Private Information Retrieval for Ethereum State

Cryptographic protocols that let users query Ethereum data from remote servers without revealing what they are reading.

The Problem

Every time a wallet checks a balance, verifies a transaction receipt, or reads contract storage from a remote server, the server learns exactly which records were accessed. This read-pattern leakage enables MEV extraction, frontrunning, identity correlation, and surveillance. Even with encrypted connections, the pattern of accesses reveals a lot about the user.

Approach: Sharded PIR

The sharded PIR design segments Ethereum state into data slices and serves each slice through a PIR engine tuned for its size and access profile. The server processes encrypted queries and returns encrypted responses, never learning which record was requested.

Data Slices

No single PIR scheme can handle all of Ethereum's data while meeting the latency and client/server overhead requirements in different contexts. The design segments the state into slices, each paired with a PIR engine tuned for its size, access profile, and likely context of consumption:

  • Hot mutable state (1–10 GB) — balances, nonces, contract storage. Latency-critical, updates every block. Requires double-stateless schemes (no persistent client or server state) to avoid session linkability.
  • State with Merkle proofs (~100–300 GB) — full state for light clients. Larger databases where preprocessing tradeoffs matter.
  • Immutable logs and receipts (hundreds of GB) — append-only data that can leverage schemes with expensive one-time hint generation.
  • Archival / warehouse data (2–30 TB) — historical queries, high latency tolerance. Multi-GPU parallelism essential at this scale.

PIR Schemes

Multiple PIR schemes are being built, benchmarked, and integrated. The current frontrunners for the sharded architecture:

  • insPIRe — A double-stateless single-server scheme with server-side preprocessing.
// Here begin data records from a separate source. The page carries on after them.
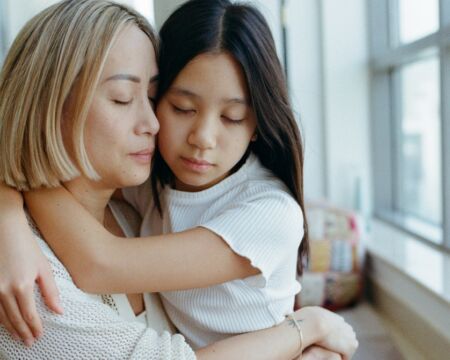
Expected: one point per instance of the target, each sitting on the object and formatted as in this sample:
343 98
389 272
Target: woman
86 97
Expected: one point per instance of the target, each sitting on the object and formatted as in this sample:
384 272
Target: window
410 113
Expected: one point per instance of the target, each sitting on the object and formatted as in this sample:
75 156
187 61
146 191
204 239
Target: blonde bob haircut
59 53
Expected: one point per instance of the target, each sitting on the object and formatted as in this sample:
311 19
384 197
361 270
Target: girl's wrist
311 323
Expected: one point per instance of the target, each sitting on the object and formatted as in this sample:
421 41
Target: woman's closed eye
181 110
122 101
232 120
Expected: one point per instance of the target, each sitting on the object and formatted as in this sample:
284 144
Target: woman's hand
318 353
334 333
22 264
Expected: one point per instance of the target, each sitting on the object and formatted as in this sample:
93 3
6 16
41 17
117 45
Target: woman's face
121 124
206 121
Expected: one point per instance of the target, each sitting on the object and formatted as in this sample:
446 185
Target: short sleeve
140 197
263 225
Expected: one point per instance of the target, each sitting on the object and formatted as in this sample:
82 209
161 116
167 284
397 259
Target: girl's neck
92 195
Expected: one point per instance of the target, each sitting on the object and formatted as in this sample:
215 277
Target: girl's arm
332 337
189 259
22 264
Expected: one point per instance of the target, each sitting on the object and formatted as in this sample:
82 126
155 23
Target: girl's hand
22 264
334 333
318 353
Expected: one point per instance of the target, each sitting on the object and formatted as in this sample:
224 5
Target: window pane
417 18
419 165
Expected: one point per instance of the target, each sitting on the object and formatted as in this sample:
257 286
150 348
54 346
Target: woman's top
96 326
254 213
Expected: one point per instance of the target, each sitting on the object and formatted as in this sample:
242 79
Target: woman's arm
112 265
22 264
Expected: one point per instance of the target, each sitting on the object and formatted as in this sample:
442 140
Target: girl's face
121 124
206 121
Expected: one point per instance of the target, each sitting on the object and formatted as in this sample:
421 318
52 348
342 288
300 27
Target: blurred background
370 83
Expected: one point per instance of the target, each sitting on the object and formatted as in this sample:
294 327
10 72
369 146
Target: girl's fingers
49 291
27 307
4 321
15 318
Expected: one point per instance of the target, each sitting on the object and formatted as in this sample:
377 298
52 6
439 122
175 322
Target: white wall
305 85
346 103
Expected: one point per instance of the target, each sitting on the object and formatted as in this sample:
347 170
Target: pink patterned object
333 276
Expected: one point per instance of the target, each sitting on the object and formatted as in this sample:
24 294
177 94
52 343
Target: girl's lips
196 165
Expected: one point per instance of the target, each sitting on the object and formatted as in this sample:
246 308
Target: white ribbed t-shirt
256 216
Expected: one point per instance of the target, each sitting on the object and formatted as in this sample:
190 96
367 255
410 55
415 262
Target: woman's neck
92 195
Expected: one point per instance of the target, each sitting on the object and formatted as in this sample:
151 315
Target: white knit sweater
92 327
257 217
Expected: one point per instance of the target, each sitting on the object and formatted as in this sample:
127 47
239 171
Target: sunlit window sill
423 264
416 276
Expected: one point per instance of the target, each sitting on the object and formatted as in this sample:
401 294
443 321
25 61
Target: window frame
387 55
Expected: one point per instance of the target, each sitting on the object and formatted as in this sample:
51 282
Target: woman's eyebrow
128 77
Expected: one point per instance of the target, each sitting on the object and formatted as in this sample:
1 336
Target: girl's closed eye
233 120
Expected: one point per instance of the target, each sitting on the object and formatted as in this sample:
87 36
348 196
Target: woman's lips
197 165
143 157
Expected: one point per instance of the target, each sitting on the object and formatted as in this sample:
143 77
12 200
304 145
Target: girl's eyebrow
180 91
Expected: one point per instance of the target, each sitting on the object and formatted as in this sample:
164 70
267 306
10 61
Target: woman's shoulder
59 270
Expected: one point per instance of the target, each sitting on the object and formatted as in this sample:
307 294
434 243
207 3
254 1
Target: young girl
229 161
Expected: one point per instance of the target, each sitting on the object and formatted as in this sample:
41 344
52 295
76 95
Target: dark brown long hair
202 26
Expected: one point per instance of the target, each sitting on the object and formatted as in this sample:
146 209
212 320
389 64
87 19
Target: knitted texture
90 329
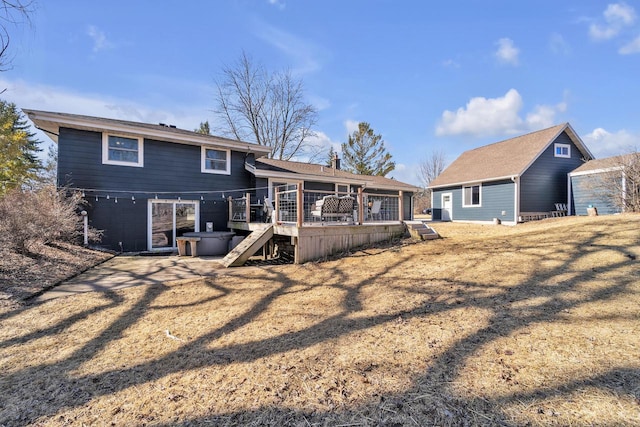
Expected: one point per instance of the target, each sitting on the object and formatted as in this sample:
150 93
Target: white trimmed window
562 150
471 195
216 161
122 150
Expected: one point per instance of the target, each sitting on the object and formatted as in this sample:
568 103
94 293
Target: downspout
516 198
569 194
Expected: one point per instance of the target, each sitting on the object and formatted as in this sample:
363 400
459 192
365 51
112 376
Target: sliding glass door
169 219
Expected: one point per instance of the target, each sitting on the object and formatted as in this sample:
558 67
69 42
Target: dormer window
216 161
122 150
562 150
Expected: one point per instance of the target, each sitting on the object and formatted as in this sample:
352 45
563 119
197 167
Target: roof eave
475 181
51 124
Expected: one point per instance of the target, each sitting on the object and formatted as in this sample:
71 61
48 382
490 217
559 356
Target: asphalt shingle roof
311 169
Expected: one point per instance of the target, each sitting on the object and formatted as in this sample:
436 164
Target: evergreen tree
365 154
331 156
19 163
204 128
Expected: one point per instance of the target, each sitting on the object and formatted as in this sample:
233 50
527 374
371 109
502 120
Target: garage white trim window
122 150
562 150
472 196
215 160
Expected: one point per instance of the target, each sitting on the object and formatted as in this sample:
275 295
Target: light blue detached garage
605 186
515 180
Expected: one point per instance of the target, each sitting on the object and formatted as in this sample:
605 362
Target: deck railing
295 206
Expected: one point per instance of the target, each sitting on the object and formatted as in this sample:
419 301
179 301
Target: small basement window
122 150
216 161
562 150
471 195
Handles database updates cheaply and without involving clients, making it well-suited for hot mutable state; speccing and GPU acceleration are the current focus.
  • VIA — A lattice-based scheme being specified and implemented with reusable primitives across VIA, VIA-B, and VIA-CB variants.
  • OnionPIRv2 — An FHE-native single-server scheme with strong performance characteristics for medium-sized databases.
  • Harmony / RMS24 — Preprocessing-based schemes suitable for immutable or slowly-changing data slices where one-time hint generation cost is amortized over many queries.